Over the weekend, the cover of Barron’s had this headline – The Housing Market’s Rebound Is Far From Over, despite recent weakness in housing stocks:
Housing stocks generally have sold off this year amid concerns that rising interest rates will crimp home-buying. The SPDR S&P Homebuilders exchange-traded fund (XHB), which tracks home builders, home-improvement retailers, and industry suppliers, is down 9.3% on the year, versus a 0.15% gain for the Standard & Poor’s 500 index. Shares of the four leading publicly traded home builders—Lennar, D.R. Horton (DHI), PulteGroup (PHM), and Toll Brothers (TOL)—are down about 12%, on average, after rallying nearly 70% in 2017.
One reason for the contrarian view, valuation:
The home builders recently traded for 10 times 2018 profit estimates, compared with the broad market’s price/earnings ratio of 17, even though the companies are expected to notch double-digit earnings growth this year and next.
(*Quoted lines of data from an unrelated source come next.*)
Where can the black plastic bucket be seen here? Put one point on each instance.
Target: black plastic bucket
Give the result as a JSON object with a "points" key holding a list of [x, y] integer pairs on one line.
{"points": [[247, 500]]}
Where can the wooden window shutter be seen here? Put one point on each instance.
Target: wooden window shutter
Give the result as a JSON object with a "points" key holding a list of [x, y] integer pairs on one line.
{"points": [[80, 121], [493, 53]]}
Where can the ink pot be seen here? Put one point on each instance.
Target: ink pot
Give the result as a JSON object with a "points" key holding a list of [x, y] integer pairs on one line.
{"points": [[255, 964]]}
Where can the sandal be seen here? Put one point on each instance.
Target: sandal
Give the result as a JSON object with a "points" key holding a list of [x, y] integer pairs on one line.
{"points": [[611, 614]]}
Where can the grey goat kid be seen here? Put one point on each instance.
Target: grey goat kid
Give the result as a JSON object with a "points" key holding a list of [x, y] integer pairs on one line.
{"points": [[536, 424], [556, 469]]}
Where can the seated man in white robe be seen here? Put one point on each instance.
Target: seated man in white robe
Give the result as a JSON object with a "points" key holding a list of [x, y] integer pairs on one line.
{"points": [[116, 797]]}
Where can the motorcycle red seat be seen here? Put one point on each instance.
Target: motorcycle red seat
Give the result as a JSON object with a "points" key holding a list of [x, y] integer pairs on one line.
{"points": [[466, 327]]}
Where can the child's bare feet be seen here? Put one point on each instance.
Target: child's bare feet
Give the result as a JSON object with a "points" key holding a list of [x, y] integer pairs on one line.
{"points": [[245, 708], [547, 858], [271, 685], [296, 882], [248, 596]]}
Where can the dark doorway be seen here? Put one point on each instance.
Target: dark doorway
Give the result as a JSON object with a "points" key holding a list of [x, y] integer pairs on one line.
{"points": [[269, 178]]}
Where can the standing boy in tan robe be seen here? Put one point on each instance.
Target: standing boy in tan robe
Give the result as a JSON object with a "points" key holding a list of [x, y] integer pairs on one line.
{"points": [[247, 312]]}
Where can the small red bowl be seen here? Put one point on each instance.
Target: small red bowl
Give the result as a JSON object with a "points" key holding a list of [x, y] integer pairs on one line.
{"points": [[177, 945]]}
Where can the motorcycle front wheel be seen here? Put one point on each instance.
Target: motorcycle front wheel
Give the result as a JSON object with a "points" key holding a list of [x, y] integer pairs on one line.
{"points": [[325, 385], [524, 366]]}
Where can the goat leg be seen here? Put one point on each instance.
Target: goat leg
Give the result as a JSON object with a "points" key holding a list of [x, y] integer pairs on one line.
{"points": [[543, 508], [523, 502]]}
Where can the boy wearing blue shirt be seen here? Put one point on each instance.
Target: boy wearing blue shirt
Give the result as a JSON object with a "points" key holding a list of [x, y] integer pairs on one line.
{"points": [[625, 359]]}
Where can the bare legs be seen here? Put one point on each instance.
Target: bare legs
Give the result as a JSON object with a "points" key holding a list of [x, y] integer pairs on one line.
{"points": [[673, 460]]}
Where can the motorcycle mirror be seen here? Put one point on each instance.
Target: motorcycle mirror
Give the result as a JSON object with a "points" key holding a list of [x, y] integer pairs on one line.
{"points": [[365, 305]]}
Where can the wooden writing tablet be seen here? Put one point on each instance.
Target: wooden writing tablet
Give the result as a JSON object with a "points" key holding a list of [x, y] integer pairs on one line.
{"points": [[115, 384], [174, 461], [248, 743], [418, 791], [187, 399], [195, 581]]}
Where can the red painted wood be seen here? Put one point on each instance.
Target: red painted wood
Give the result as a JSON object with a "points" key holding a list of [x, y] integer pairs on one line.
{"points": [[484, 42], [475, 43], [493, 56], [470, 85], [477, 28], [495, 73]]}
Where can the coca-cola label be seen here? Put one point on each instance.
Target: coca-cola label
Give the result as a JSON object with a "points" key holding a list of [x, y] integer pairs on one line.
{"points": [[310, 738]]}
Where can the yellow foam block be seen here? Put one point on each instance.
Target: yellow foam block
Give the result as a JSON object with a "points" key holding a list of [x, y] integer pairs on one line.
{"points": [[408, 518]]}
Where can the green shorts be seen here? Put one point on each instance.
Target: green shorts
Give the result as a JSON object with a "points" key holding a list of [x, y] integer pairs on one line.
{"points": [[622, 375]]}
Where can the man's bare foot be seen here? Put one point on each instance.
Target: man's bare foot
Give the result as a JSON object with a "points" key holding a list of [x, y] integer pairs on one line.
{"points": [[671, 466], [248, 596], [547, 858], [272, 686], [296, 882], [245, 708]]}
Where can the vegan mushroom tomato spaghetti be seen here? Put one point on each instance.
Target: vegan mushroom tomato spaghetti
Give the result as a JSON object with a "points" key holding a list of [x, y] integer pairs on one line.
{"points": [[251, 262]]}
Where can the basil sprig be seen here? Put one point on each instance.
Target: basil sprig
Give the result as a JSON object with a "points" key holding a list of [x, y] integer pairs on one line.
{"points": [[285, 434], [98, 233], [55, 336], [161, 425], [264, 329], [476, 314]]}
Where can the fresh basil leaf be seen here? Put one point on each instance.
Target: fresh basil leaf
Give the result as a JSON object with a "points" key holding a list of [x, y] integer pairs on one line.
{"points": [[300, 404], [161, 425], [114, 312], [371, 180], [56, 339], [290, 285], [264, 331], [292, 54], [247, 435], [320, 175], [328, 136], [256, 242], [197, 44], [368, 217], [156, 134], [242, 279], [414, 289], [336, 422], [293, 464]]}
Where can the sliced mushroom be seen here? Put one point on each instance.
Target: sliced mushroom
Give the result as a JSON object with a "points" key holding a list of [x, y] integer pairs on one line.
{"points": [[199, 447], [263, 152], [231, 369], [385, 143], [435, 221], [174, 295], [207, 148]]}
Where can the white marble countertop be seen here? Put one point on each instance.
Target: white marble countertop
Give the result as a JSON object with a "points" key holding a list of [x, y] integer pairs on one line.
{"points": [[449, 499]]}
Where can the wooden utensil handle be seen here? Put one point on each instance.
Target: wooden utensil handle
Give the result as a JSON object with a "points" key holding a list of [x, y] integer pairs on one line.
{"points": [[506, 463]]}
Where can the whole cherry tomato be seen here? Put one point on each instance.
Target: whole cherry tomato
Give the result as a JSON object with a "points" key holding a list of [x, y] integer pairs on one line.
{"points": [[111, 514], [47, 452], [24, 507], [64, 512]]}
Recent misses backward looking the result of weather and higher interest rates?
To be sure, some recent housing data have disappointed. The National Association of Realtors reported last month that sales of existing homes slipped 3.2% in January from the prior month, and 4.8% from a year ago. And the U.S. Census Bureau said new-home sales fell 7.8% in January, following a 7.6% drop in December.
Our pal Peter Boockvar gets a shout-out:
THE BIGGEST RISK to the housing market’s health today is interest rates, which have been creeping higher. Peter Boockvar, editor of the Boock Report, maintains that the uptick in the average 30-year mortgage rate to 4.33% in January from 4.20% a month earlier had an immediate impact on contract signings.
While other economists suggest this is a great time for the U.S. consumer:
UNDERPINNING TODAY’S STRONG housing demand is the U.S. consumer. “The consumer’s health is about as good as it gets,” Mark Zandi, chief economist at Moody’s Analytics, told Barron’s in a recent interview.
“Unemployment is low and falling, there are lots of jobs, and wage growth is picking up,” said Zandi, a longtime student of the housing market. “Interest rates are still low, household debt service is near record lows, and confidence is near record highs. The recent correction in the stock market notwithstanding, wealth has increased greatly. There are lots of tailwinds behind the American consumer and the American household.”
Shares of the XHB had a 16% peak to trough decline from their Jan highs, and apparently found a little support after round-tripping the entire move from their early October breakout:
The spike in short-dated options prices in the XHB during the decline was fairly epic, and while the vol crush since has been significant, options prices remain well above the two-year average:
For those looking to make a contrarian bullish view playing for a bounce back to the prior highs in the coming months, if the markers were to settle down, and housing data were to stabilize or possibly rebound, then it makes sense to consider call calendars, selling short-dated out of the money calls to finance the purchase of longer-dated out of the money calls.
Today, the XHB is back above its 200 day moving average and is approaching its recent (steep) downtrend. If the etf is able to hold this bounce and erase that downtrend it could mean a move back towards the mid 40’s. But with near term vol still above its 2 year average it makes sense to use some of that to finance views out into the Summer.
But as we know, interest rates are the wild card here. So playing for a bounce makes the most sense if one defines risk.
So What’s the Trade?
XHB (41.15) Buy the March29th / June15th 42 call calendar for 1.00
- Sell 1 March29th 42 call at .40
- Buy 1 June15th 42 call for 1.40
Breakeven on March 29th: Losses are capped at 1.00 and it’s unlikely all would be lost unless the etf tanked. Gains happen the closer to 42 the etf closes at the end of March. If the etf closes at or below 42 at the end of March the June 42 calls can then be spread again, further reducing overall cost basis.
Rationale – This trade limits risk to just 1.00 if the etf can’t hold this bounce. It has unlimited profit potential after the March 29th calls expire and could set up for a very inexpensive look for a move back to the mid 40’s into June. There is risk if the etf explodes higher this month but the trade could be managed if we see 42 (or above) in the next few weeks.